Surga sebagai persekutuan penuh dengan Tuhan adalah tema katekese Bapa
Suci pada Audiensi Umum tanggal 21 Juli 1999. Surga bukanlah suatu tempat
abstrak ataupun fisik di awan-awan, melainkan suatu hubungan pribadi yang
hidup dengan Tritunggal Mahakudus. Surga adalah perjumpaan kita dengan Bapa

yang terjadi dalam Kristus yang bangkit melalui persekutuan Roh Kudus,
demikian kata Paus.
1. Ketika tubuh duniawi ini berakhir, mereka yang menyambut Tuhan dalam hidup
mereka dan dengan tulus hati membuka diri terhadap kasih-Nya, setidak-tidaknya
pada saat ajal, akan menikmati persekutuan penuh dengan Tuhan yang adalah
tujuan hidup manusia.
Seperti diajarkan dalam Katekismus Gereja Katolik, Kehidupan yang sempurna
bersama Tritunggal Mahakudus ini, persekutuan kehidupan dan cinta bersama
Allah, bersama Perawan Maria, bersama para malaikat dan orang kudus,
dinamakan `surga'. Surga adalah tujuan terakhir dan pemenuhan kerinduan
terdalam manusia, keadaan bahagia tertinggi dan definitif. (no. 1024)

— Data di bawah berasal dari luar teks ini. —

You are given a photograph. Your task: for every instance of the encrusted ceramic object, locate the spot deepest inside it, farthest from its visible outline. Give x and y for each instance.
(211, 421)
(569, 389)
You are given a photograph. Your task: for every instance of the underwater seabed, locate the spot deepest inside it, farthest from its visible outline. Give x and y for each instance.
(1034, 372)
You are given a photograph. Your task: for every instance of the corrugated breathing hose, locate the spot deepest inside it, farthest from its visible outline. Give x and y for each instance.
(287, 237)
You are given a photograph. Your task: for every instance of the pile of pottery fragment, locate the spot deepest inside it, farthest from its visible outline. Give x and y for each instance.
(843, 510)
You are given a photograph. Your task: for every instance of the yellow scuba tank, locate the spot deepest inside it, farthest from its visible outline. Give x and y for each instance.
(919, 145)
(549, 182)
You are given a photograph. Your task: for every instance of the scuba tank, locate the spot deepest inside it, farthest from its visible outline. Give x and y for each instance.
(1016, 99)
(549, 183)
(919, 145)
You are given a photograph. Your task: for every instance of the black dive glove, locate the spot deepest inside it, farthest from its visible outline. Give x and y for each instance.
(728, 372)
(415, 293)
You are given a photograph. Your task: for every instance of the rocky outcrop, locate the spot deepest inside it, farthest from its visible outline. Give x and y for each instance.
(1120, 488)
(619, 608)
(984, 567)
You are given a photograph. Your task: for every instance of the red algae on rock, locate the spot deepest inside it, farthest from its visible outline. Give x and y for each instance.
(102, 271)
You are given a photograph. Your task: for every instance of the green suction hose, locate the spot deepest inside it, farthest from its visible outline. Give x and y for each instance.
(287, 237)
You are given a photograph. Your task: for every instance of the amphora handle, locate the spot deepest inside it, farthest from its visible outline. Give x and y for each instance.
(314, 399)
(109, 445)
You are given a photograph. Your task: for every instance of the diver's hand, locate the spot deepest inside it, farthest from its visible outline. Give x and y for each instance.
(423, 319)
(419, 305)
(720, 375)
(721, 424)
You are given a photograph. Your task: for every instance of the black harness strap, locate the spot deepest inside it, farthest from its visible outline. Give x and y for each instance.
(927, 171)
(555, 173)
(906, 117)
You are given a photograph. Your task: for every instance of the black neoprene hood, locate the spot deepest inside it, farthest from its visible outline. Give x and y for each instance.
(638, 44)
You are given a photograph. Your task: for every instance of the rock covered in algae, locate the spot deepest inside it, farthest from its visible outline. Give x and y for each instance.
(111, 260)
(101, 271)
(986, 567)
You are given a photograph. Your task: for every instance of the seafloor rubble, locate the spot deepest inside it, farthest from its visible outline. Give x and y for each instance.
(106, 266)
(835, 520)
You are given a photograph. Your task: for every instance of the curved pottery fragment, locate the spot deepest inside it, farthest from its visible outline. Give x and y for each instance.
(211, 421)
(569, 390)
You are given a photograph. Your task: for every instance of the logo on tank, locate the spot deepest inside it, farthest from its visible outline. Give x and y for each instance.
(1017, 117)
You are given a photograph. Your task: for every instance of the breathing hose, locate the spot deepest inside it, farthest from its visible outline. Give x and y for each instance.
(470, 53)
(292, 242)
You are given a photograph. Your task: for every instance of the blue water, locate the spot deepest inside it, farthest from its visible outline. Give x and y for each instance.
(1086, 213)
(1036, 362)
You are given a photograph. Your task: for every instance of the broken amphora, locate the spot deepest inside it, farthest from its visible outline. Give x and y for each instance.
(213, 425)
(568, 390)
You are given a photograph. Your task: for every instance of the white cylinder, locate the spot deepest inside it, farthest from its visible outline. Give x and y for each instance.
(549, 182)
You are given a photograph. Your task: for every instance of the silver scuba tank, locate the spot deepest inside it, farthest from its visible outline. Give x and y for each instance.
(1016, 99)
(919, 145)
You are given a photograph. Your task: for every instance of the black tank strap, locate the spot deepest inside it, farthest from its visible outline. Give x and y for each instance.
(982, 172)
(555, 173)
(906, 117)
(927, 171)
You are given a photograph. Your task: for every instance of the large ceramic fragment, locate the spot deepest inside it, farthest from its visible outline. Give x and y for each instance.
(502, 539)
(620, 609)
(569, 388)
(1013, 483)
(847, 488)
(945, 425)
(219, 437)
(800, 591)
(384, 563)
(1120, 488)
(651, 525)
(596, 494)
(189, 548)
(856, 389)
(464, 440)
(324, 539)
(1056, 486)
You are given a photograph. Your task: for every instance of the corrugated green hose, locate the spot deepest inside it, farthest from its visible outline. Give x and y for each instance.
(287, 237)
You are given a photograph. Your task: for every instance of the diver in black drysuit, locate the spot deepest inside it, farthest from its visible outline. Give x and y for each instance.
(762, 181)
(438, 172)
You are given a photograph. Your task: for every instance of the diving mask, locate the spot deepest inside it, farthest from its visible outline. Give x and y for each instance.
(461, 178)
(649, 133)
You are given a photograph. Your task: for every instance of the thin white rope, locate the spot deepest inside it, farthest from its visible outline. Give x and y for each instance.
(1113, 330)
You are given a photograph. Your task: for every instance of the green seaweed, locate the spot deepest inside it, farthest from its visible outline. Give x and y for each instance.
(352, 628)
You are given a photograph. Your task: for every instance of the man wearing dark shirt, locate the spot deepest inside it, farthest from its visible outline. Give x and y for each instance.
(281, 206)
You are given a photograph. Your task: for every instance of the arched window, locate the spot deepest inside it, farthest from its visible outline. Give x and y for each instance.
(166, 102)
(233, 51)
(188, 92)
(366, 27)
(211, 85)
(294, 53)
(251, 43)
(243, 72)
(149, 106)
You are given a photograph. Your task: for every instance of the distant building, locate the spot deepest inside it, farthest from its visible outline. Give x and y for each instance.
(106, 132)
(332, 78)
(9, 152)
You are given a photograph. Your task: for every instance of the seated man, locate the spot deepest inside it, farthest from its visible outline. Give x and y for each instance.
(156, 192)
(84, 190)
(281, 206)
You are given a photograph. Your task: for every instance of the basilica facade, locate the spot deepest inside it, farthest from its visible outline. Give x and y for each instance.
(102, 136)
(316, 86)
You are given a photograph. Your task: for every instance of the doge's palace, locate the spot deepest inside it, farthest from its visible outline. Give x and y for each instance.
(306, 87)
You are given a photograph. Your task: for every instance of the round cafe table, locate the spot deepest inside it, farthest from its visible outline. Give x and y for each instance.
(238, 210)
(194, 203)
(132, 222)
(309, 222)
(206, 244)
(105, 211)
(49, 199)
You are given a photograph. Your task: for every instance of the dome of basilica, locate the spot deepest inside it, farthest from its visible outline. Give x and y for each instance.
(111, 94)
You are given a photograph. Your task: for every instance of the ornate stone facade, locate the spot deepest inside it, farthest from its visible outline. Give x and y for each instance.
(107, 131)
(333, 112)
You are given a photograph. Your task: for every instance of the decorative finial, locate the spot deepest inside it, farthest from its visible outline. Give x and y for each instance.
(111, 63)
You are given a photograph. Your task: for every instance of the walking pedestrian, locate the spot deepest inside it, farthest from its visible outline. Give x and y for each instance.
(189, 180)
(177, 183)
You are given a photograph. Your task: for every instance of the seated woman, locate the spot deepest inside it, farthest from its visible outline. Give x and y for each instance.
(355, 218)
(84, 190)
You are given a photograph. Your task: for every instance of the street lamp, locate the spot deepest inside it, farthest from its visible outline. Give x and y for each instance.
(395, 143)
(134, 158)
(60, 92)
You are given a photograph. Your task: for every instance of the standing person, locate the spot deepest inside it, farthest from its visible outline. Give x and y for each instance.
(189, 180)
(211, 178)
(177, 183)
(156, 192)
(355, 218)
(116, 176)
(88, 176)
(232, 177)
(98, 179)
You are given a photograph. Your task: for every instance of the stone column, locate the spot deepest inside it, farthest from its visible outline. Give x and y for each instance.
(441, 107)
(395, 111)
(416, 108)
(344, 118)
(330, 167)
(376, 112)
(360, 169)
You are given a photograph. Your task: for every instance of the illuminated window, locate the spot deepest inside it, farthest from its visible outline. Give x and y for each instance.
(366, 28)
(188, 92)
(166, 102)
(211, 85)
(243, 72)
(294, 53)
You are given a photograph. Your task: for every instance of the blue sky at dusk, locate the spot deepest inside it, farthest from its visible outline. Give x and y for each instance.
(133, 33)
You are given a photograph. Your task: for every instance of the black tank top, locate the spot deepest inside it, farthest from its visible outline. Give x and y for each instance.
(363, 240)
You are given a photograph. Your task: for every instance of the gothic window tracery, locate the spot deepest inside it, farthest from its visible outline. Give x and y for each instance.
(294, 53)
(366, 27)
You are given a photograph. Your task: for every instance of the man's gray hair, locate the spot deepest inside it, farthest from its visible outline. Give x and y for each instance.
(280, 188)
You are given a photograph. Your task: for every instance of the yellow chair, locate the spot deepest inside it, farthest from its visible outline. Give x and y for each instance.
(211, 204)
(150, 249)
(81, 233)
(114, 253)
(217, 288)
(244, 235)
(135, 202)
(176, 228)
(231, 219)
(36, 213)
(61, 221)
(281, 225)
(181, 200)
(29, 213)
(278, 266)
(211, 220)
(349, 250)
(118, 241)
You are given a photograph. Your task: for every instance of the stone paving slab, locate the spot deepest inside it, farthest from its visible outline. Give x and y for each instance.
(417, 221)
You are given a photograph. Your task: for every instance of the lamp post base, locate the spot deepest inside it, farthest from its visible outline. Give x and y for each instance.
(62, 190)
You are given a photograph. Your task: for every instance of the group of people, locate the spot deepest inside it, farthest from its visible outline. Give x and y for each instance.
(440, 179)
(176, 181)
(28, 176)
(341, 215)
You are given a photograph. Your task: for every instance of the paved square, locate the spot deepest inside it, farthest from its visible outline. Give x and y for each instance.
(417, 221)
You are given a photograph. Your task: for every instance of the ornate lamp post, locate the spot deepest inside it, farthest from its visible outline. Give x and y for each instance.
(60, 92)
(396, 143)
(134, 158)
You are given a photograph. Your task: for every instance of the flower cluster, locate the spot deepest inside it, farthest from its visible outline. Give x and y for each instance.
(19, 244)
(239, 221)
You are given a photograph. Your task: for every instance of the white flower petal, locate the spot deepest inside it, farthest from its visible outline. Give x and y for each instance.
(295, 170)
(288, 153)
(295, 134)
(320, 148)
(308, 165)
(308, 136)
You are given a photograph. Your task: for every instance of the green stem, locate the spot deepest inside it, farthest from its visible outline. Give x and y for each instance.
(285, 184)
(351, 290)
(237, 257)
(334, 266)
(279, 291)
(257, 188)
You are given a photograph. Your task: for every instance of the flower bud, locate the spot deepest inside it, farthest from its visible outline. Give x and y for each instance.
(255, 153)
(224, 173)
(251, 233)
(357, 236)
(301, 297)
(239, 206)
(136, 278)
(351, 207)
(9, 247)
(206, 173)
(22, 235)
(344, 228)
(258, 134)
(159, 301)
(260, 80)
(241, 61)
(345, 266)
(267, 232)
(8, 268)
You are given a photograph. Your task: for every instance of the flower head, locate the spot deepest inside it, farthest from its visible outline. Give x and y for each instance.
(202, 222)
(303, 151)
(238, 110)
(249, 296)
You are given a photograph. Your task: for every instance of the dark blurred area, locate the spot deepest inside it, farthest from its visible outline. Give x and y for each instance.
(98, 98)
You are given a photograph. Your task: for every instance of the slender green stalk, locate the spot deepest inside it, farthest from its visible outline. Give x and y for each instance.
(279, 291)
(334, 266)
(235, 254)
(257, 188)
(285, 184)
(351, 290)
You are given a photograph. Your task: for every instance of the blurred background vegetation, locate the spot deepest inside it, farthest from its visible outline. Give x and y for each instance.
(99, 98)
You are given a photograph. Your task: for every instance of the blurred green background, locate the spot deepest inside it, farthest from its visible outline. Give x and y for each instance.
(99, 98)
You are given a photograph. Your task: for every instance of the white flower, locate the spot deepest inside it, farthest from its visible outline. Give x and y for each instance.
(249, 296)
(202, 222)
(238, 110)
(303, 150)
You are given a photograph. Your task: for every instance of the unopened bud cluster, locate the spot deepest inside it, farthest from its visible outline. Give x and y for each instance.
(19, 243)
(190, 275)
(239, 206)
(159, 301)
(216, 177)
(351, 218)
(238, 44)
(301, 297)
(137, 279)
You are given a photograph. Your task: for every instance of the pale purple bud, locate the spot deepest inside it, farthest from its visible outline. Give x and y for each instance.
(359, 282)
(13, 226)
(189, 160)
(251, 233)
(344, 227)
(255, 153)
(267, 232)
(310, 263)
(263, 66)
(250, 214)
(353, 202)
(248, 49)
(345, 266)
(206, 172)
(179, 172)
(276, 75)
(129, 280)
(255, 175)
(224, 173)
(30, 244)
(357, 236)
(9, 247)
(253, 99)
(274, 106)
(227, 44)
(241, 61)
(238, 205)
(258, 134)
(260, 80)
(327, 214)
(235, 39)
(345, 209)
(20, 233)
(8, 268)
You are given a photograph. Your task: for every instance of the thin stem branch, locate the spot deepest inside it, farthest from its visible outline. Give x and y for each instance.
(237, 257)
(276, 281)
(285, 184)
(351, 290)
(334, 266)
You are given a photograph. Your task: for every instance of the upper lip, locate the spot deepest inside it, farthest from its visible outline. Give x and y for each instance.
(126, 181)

Pada hari ini kita akan berusaha memahami arti biblis dari surga, guna
mendapatkan pemahaman yang lebih baik akan realitas yang dimaksudkan di
dalamnya.
2. Dalam bahasa biblis surga atau terkadang disebut langit, apabila dipadukan
dengan bumi, menyatakan bagian dari alam semesta. Kitab Suci mencatat
tentang penciptaan,Pada mulanya Allah menciptakan langit dan bumi (Kej 1:1).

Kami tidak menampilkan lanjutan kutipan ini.